- Music
- 22 Jun 06
Si Schroeder has delivered one of the albums of the year in the form of Coping Mechanisms - just don't call it electronica
Simon Kenny has dabbled in several genres of music over the years. As Si Schroeder, he has just released his debut album, Coping Mechanisms. To his mild shock, people actually seem to like it.
“I was pleasantly surprised at the reaction to the album,” he says, confessing that initially he thought people just wouldn’t get it. The press has labelled Coping Mechanisms an electronic record, something which Simon is bewildered by. “I don’t really consider this record to be an electronic record but the press for it has been exclusively discussing electronics. To my ears it sounds more organic than that. So the electronic thing is always a surprise.”
In the past, Simon was partial to making what he calls “straight-up electronic music” with Schroedersound, which could be a reason for the pigeonholing of the new record.

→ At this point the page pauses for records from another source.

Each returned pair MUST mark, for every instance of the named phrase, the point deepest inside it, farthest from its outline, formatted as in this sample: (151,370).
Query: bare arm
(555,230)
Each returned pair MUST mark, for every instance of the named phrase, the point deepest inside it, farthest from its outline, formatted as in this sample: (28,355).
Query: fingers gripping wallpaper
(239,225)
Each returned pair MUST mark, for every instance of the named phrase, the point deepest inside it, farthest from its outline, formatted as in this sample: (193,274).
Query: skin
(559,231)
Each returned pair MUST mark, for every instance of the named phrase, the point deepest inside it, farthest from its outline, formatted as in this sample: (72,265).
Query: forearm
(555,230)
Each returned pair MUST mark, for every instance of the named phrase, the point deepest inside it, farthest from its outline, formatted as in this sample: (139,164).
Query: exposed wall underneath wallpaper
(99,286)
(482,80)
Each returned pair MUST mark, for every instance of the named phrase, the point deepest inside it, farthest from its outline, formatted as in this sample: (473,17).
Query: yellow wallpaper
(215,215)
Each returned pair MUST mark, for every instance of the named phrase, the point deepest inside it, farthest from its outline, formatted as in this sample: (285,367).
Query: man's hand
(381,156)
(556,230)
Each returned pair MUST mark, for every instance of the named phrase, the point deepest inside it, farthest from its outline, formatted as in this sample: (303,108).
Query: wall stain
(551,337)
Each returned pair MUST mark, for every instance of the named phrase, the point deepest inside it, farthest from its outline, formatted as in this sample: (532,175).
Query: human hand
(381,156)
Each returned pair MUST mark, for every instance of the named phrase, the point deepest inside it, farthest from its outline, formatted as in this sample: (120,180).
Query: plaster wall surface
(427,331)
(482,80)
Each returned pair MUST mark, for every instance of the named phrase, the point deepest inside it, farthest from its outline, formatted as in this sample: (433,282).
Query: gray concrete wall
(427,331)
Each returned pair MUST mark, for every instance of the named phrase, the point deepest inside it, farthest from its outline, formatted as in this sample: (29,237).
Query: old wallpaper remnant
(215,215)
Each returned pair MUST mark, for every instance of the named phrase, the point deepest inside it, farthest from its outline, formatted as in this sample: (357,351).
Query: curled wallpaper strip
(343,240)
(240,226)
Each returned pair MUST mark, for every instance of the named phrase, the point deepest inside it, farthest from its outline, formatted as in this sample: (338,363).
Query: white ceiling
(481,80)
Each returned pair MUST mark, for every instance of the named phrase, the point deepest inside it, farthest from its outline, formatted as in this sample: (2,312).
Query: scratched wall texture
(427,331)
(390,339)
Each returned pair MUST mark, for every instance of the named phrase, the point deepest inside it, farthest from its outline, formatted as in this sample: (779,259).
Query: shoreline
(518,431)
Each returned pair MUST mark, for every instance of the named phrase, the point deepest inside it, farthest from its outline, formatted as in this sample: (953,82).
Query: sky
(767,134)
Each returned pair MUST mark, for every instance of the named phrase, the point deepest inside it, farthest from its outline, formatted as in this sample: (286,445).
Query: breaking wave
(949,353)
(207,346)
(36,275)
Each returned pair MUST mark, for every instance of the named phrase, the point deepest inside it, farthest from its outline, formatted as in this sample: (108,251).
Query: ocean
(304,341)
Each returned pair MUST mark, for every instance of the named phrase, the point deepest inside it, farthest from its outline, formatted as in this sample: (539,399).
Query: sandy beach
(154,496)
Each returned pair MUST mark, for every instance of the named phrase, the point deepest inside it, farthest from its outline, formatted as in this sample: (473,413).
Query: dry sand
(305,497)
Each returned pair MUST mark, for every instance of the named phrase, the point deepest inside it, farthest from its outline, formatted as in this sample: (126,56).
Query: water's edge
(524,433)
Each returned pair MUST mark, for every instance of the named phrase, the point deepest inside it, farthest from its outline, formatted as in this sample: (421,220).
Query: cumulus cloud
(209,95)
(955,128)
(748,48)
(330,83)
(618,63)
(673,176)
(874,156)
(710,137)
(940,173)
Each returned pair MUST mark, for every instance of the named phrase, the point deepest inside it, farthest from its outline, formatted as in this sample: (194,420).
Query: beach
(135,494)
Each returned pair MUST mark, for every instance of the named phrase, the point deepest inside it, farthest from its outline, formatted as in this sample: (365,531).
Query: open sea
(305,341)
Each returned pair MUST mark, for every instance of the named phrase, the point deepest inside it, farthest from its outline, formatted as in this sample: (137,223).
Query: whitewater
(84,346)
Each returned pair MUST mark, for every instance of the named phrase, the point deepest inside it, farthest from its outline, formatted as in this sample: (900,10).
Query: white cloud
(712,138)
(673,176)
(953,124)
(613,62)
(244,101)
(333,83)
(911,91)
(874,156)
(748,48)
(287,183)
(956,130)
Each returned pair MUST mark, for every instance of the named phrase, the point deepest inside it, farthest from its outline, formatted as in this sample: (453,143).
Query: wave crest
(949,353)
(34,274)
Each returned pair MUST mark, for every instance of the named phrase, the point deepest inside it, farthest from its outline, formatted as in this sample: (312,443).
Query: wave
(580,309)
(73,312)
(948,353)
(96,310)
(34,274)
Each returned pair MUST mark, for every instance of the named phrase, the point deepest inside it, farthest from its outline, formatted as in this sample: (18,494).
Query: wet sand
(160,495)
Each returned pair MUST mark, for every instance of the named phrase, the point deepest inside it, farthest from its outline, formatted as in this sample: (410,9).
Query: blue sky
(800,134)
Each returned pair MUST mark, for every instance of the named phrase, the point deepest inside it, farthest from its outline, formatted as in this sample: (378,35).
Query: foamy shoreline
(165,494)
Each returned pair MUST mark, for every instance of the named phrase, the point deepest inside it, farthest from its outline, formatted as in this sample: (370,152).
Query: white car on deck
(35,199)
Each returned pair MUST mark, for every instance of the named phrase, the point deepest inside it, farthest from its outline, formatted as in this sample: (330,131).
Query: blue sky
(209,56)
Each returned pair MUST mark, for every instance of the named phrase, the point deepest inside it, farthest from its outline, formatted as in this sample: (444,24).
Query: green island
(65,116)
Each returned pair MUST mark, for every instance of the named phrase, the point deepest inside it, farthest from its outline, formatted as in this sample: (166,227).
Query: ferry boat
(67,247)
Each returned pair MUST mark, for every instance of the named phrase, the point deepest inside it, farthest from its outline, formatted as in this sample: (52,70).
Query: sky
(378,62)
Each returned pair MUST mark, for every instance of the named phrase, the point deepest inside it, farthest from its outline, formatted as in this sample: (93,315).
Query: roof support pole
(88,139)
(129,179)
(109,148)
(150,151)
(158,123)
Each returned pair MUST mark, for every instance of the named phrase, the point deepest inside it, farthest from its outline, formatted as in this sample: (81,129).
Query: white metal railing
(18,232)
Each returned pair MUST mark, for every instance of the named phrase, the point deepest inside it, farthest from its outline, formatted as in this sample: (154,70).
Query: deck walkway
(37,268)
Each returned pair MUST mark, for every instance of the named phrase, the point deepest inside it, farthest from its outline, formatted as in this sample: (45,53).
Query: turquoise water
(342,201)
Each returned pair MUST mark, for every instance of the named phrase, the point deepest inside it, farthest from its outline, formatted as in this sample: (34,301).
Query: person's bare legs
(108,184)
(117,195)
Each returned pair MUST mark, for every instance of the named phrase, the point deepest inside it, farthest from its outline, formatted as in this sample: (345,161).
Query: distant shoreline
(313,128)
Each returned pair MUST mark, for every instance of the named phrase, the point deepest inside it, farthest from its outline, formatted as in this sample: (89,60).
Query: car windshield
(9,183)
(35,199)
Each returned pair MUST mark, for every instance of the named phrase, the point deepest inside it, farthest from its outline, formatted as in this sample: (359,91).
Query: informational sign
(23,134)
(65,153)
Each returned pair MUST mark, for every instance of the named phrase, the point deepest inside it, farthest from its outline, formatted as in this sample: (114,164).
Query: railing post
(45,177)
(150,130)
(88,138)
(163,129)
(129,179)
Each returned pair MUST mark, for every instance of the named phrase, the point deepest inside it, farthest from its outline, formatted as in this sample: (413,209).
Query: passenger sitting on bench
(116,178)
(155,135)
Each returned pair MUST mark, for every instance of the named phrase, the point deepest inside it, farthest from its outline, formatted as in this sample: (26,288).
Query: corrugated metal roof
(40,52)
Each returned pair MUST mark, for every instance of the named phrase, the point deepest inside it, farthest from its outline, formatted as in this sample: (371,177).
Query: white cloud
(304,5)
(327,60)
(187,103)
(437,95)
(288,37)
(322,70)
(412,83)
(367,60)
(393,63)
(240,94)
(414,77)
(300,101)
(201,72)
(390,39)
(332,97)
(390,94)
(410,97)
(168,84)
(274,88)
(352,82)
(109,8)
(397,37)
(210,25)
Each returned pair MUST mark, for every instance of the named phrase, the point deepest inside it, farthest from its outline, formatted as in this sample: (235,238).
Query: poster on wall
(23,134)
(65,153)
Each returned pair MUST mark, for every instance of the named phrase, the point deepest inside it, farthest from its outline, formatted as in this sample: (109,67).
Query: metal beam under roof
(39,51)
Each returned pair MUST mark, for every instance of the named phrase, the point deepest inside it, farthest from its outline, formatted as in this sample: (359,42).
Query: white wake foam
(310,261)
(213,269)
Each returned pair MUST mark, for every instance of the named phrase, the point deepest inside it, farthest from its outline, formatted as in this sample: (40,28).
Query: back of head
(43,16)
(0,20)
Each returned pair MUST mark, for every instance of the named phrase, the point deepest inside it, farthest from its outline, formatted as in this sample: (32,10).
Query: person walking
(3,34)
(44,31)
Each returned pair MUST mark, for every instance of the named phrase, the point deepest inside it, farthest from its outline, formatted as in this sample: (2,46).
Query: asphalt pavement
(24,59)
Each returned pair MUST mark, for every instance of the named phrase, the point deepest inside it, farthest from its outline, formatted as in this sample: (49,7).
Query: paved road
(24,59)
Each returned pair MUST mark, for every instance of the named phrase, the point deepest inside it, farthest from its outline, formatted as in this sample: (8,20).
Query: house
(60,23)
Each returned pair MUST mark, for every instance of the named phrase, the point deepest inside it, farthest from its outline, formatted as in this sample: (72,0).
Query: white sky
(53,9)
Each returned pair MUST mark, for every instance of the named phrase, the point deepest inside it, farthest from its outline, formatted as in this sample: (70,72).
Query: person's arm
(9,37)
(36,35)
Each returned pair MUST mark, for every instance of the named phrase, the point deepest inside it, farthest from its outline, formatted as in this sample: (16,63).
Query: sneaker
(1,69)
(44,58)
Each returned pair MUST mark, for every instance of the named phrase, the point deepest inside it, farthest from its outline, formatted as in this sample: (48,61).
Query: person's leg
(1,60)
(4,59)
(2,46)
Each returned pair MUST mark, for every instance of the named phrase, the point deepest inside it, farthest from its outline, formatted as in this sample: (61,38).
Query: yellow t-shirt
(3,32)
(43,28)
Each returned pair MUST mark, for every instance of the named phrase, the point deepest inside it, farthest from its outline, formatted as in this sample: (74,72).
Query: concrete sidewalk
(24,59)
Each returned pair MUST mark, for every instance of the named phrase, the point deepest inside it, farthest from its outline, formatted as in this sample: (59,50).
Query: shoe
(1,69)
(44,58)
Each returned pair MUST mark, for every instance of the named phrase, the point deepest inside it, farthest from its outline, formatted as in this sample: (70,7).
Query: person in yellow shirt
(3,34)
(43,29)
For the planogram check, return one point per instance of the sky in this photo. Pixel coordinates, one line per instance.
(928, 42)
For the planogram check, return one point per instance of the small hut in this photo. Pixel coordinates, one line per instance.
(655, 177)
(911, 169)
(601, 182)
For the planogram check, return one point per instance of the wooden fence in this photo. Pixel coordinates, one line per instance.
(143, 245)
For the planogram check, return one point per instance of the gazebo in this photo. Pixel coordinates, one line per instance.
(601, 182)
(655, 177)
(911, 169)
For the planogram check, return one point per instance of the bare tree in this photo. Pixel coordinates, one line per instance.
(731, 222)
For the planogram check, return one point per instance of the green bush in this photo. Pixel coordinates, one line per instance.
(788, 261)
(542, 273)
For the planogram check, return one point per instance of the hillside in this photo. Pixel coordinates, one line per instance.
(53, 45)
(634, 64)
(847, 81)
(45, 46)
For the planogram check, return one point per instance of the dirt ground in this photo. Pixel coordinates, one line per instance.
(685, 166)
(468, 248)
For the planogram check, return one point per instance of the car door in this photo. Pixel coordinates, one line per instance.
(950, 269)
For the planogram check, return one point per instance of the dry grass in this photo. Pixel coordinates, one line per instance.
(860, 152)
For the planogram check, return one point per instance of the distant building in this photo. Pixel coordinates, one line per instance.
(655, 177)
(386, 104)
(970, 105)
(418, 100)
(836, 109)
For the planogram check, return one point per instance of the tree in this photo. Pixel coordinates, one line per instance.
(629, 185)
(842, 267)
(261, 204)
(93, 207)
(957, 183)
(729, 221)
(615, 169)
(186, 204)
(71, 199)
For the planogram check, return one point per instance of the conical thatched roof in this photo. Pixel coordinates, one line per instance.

Calling this collection of music electronica does not do it justice. Simon has learned from experience that soul and emotion are very difficult to articulate with a computer :“It’s hard to make electronic music have any kind of a soul or expression. It’s very limiting and not that expressive.”
He learned that this was especially true of live shows and enlisted the help of a band to inject some brio into the performances of the new material because, let’s face it, a guy with a laptop just doesn’t exude that raw live energy. To quote Bobby Gillespie said, “If I wanted to watch some c**t sending emails, I’d go to an Internet café.” The omnipresent laptop is accompanied by a drummer and a bassist, making for an altogether more interesting live performance. “Some songs had to be changed, to be made a little more rock I guess, you have to grab people’s attention.”
He describes Coping Mechanisms as a “mish mash”. Cramming in all the different genres of music he listens to was a specific aim of Simon’s. Whether it was classical or traditional or jazz or blues, he wanted to represent a milieu of sounds. He is passionate about old music. Really, really old music. There is nothing he likes better than listening to archive recordings of traditional and classical music made before stereo was invented. Traditional “crockery throwing” dance music from the '20s and ‘30s set the mood for the creation of the record.
In the mid ‘90s, Simon was one half of MBV/Sonic Youth impersonating act Schroeder’s Cat, signed to LA label Emperor Norton. His experiences of being signed to the label in America make him appreciative of his current home, the independent Trust Me I’m A Thief records.
“I had very little communication with the label in America and I’m talking to the label here virtually everyday,” he enthuses.
Living and working in Dublin gave Simon a lot of inspiration for the songs on Coping Mechanisms.
“ The city is expanding beyond its means and there’s a lot of aggressiveness that has developed in Irish society. It’s just exhausting.”
Si likes to think that each song on his record could provide an antidote to the chaos of life in Ireland. “The record was a fantasy of mine that each tune would be a tablet that people could take to make them feel better.” A nice gesture to a society whose mental health Simon describes as “fragile at best”.
The rest of 2006 looks set to be a busy time for Si Schroeder. With plans to tour in Berlin in September and a trip Stateside pencilled in for winter, Coping Mechanisms will be providing musical therapy outside the boundaries of the constricting Irish scene about which it was written. Simon is optimistic about how it will be received abroad, owing to the fact that audiences outside Ireland tend to be a little more open minded about their musical tastes.
“London and Berlin are two cities where I think the music process is open minded. Here, music is put in different contexts and people outside of an elite feel a little threatened as they think it’s pretentious.” He will be feeling a little more adventurous in terms of experimentation for his shows abroad. “There are lots of things I’d like to try that might look a bit ridiculous here,” he says. Like what? I wonder momentarily. On second thoughts, it’s probably best I don’t know.